Section 4: Association between variables and multivariable methods to control for confounding
4.1 Simple correlation and regression
As an example of a study examining the association between two measurement variables, we will look at the association between forced expiratory volume (FEV1, a measure of lung function) and height (measured in centimeters) in a sample of 20 young adults. Data for the first 5 subjects:
ID |
sexM |
ht_cm |
fev1_litres |
---|---|---|---|
1 |
1 |
174 |
4.3 |
2 |
1 |
181 |
4.8 |
3 |
0 |
184 |
4.7 |
4 |
1 |
177 |
5.4 |
5 |
1 |
177 |
3.1 |
4.1.1 Scatterplots
The plot( ) function will graph a scatter plot. To plot FEV1 (the dependent or outcome variable) on the Y axis, and height (the independent or predictor variable) on the X axis:
> plot(ht_cm ~ fev1_litres)
4.1.2 Correlation
The 'cor( )' function calculates correlation coefficients between the variables in a data set (vectors in a matrix object). For our height and lung function example, where 'fevheight' is the matrix object representing the data set:
> cor(fevheight)
ID sexM ht_cm fev1_litres
ID 1.00000000 0.02726935 -0.1624661 -0.4339991
sexM 0.02726935 1.00000000 0.1044337 -0.1196384
ht_cm -0.16246613 0.10443368 1.0000000 0.5973320
fev1_litres -0.43399905 -0.11963840 0.5973320 1.0000000
The 'cor.test( )' function gives more detail around the correlation coefficient between two measurement variables, testing the null hypothesis of zero correlation (no association) and giving a CI for the correlation coefficient. For our height and lung function example:
> cor.test(ht_cm,fev1_litres)
Pearson's product-moment correlation
data: ht_cm and fev1_litres
t = 3.16, df = 18, p-value = 0.005419
alternative hypothesis: true correlation is not equal to 0
95 percent confidence interval:
0.2104363 0.8224525
sample estimates:
cor
0.597332
4.1.3 Simple regression analysis
Regression analysis is performed through the 'lm( )' function. LM stands for Linear Models, and this function can be used to perform simple regression, multiple regression, and Analysis of Variance.

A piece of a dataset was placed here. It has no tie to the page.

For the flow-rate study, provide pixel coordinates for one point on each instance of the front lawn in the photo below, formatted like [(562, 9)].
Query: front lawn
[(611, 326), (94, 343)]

For simple regression (with just one independent or predictor variable), predicting FEV1 from height:
> summary(lm(fev1_litres ~ ht_cm) )
Call:
lm(formula = fev1_litres ~ ht_cm)
Residuals:
Min 1Q Median 3Q Max
-1.12043 -0.36014 -0.02043 0.32223 1.35898
Coefficients:
Estimate Std. Error t value Pr(>|t|)
(Intercept) -10.01429 4.40863 -2.272 0.03562 *
ht_cm 0.07941 0.02513 3.160 0.00542 **
---
Signif. codes: 0 '***' 0.001 '**' 0.01 '*' 0.05 '.' 0.1 ' ' 1
Residual standard error: 0.6148 on 18 degrees of freedom
Multiple R-Squared: 0.3568, Adjusted R-squared: 0.3211
F-statistic: 9.985 on 1 and 18 DF, p-value: 0.005419
The syntax here is actually calling two functions, the lm( ) function performs the regression analysis, and the summary( ) function prints selected output from the regression. The 'Estimate' column in the output gives the intercept and slope for the regression:
fev1 = -10.014 + 0.079 (ht_cm).
The Pr(>|t|) column in the output gives the p-value for the slope. Here, the p-value for the slope for height is .00542.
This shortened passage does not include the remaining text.